The putative heme uptake genes are necessary for growth of V. fischeri with hemin as the sole iron source. Cultures of wild type and AKD910 (ΔVF_1220-1228) were grown in mineral salts mediumcontaining iron chelator, with and without hemin added. Optical density was measured over time for wild type grown without hemin (open squares), wild type grown with hemin (filled squares), AKD910 grown without hemin (open triangles), and AKD910 grown with hemin (filled triangles). Error bars represent standard error of the mean.

Figure 3

Heme-uptake promoter activity is induced in response to low iron concentrations and this effect is mediated through Fur. pAKD912 (P_{VF_1225}-lacZ) or pAKD914 (P_{VF_1226}-lacZ) (see Fig. 1B) was introduced into A. wild-type V. fischeri, or B. a strain lacking fur (YLW111).

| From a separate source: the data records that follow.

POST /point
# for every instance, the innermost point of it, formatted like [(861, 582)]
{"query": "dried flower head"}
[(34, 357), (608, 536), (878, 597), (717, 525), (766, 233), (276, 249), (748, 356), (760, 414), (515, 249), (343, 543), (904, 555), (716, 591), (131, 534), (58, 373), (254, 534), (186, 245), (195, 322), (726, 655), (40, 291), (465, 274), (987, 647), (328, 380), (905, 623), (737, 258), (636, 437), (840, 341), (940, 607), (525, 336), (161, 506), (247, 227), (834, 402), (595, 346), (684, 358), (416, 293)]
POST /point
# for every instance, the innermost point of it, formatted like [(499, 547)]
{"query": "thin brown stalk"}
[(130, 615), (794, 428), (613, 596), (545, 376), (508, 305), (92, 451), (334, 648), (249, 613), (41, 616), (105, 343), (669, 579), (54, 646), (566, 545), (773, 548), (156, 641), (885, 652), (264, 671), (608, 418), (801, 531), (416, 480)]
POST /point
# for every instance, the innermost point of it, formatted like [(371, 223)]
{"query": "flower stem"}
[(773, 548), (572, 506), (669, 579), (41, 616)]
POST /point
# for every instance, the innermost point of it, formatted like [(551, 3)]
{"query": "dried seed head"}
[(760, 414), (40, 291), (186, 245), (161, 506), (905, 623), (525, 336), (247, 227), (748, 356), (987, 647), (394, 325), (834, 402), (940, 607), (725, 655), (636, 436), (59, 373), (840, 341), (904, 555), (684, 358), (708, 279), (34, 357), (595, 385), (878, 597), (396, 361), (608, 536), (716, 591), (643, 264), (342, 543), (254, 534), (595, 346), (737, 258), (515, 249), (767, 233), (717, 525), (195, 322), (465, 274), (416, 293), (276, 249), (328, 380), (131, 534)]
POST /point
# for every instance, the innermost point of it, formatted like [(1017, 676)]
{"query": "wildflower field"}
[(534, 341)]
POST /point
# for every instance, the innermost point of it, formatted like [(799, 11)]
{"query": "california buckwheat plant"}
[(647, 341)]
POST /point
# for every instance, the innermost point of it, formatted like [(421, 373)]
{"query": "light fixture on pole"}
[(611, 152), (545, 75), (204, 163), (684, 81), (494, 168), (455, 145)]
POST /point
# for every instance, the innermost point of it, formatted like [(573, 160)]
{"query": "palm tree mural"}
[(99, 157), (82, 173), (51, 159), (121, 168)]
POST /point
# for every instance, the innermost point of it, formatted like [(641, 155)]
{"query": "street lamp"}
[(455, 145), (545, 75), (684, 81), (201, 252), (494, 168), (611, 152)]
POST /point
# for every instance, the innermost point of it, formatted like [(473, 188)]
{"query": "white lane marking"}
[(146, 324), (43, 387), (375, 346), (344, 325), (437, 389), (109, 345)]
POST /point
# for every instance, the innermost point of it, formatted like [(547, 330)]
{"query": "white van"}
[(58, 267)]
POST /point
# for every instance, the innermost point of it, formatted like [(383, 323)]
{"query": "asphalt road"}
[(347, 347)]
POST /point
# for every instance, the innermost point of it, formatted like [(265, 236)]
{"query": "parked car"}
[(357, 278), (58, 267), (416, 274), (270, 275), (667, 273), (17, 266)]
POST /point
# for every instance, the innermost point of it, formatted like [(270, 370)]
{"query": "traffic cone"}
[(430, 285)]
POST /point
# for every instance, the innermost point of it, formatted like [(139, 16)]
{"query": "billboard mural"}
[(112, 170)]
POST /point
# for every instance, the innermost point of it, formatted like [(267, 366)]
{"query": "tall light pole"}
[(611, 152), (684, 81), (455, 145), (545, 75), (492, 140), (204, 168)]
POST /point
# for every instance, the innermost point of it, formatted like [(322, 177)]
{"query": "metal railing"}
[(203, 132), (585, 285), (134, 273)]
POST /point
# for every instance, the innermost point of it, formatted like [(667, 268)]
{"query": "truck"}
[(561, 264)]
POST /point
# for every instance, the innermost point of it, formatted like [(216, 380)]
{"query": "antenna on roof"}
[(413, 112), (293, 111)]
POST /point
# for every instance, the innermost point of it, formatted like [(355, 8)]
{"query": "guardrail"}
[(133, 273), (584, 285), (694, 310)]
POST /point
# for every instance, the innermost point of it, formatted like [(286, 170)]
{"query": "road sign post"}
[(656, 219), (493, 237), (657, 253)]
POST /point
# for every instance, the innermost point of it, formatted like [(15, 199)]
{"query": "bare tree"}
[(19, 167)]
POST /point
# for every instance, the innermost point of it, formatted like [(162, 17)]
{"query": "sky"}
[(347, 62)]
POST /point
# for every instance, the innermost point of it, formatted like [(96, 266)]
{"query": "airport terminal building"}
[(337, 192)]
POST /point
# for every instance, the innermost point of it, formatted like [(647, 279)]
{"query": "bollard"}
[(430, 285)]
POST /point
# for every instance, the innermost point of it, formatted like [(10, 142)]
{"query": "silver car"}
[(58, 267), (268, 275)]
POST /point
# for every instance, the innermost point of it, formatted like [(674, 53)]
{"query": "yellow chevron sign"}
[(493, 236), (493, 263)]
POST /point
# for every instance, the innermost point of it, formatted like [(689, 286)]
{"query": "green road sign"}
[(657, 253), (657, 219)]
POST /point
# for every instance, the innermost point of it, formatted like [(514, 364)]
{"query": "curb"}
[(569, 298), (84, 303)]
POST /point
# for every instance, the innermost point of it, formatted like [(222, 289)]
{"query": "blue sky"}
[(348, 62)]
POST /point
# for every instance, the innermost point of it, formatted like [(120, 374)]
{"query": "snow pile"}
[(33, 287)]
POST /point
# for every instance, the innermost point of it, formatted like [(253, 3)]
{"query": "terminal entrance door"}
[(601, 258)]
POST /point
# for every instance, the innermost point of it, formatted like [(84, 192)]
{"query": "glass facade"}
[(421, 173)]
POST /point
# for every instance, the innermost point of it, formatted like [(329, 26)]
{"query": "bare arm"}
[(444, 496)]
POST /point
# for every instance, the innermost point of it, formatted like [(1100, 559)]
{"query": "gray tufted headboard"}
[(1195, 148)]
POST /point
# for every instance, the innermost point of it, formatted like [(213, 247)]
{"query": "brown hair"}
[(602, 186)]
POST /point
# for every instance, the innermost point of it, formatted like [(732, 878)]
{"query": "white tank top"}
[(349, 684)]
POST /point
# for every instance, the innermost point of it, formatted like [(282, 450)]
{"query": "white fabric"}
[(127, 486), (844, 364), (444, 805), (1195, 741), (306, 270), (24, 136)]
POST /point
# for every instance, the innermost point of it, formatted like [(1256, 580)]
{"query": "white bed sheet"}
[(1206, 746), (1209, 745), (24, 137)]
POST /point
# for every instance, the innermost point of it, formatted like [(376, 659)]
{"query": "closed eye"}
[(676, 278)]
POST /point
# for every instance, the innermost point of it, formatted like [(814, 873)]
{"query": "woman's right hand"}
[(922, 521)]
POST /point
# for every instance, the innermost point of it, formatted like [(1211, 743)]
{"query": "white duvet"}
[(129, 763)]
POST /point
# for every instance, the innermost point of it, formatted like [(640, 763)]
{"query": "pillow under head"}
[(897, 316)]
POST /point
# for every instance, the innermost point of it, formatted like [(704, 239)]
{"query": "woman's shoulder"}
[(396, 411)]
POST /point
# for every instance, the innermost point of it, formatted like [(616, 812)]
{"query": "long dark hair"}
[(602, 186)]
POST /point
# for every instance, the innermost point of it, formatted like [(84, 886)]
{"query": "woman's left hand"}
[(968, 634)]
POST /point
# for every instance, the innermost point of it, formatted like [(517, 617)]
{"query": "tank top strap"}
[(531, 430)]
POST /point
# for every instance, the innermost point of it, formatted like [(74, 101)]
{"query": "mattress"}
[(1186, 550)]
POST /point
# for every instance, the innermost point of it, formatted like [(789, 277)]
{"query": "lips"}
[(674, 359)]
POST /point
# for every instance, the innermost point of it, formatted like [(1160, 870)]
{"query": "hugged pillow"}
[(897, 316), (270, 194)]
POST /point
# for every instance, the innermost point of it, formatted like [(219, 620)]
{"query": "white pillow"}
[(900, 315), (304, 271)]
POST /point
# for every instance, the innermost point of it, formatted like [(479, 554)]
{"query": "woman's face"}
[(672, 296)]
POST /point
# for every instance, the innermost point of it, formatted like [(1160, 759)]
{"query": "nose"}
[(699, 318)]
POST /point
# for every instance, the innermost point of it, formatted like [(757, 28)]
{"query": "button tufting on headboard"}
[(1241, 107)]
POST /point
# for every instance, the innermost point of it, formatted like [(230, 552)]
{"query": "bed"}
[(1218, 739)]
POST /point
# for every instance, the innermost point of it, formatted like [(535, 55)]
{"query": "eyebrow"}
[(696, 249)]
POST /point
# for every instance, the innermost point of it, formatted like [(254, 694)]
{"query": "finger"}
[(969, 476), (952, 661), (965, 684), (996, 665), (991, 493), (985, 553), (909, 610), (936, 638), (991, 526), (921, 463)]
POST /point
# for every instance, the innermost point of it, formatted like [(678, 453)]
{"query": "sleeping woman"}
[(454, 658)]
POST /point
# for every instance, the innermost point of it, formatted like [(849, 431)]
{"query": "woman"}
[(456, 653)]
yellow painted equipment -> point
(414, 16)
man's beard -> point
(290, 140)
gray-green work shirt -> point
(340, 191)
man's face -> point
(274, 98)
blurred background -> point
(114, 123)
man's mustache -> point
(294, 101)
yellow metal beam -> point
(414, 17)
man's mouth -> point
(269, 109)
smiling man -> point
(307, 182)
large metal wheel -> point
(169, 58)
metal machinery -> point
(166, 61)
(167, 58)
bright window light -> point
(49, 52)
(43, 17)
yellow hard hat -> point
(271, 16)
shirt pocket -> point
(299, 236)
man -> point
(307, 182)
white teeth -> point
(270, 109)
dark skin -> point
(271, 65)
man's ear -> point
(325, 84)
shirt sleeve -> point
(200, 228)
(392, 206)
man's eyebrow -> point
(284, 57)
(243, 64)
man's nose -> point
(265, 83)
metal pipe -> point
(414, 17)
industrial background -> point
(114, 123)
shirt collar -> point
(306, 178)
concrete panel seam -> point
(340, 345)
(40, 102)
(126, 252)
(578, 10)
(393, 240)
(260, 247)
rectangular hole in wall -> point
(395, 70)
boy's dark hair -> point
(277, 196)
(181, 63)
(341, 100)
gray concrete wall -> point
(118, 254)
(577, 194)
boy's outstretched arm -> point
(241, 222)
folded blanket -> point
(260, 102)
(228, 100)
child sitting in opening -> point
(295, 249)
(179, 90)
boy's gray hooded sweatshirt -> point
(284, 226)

White bars indicate strains containing pAKD912, while shaded bars indicate strains containing pAKD914. Where indicated, iron chelator and/or hemin were added to the culture medium. A student’s t-test was used to determine whether the addition of hemin to cultures containing iron chelator significantly influenced the Miller unit values for each reporter in the wild-type background (p < 0.05). Although the trend of a decrease in promoter activity in response to hemin was consistent in all experiments, the difference was not consistently significant, and was not significant in the experiment shown.

Figure 4

Heme uptake gene cluster promoter activity is induced during symbiotic colonization, and GFP expression patterns are similar to those observed in culture under low iron conditions. A–D. Aposymbiotic juvenile E. scolopes were inoculated with either wild-type V. fischeri containing the control plasmid pVSV209 where RFP is expressed constitutively and there is no promoter to drive gfp expression (A and B), or wild-type V. fischeri containing pAKD911, where RFP is expressed constitutively and gfp expression is under the control of the promoter associated with the VF_1225-VF_1220 gene cluster (C and D). Epifluorescence images of individual juvenile squid light organs 28 h post-inoculation were taken using either a filter to visualize RFP (A and C) or GFP (B and D). Numbers of bacteria per light organ were determined by plating and, for these images, were 2.76 × 10⁵ and 3.31 × 10⁵ for V. fischeri containing pVSV209 and pAKD911, respectively. Similar results were observed at 14 and 48 h post-inoculation (data not shown). E–H. Microscopic images of individual V. fischeri cells containing pAKD911 either captured using regular light (E and G) or using a filter to visualize GFP (F and H). Cells were grown in LBS medium either without (E and F) or with (G and H) iron chelator. Corresponding to the β-galactosidase reporter assays (Fig. 3), GFP expression is detectable only when the iron chelator is present in the culture medium. Scale bar indicates approximately 100 μm for A–D and approximately 5 μm for E–H.

Figure 5

Heme uptake and/or utilization contributes to symbiotic colonization. A. Graphical representation of colonization competitiveness in the combined 94 and 100 h assays. Each symbol represents a RCI value from one animal. The dashed line indicates the average RCI value (0.33) for all animals in the experiment. The animals represented by open symbols were clonally colonized by wild-type V. fischeri. B. Numerical data for all time points assayed. For the ~ 24 hour and ~ 96 h time points, data was combined from two independent experiments. Significance was calculated using a student’s t-test.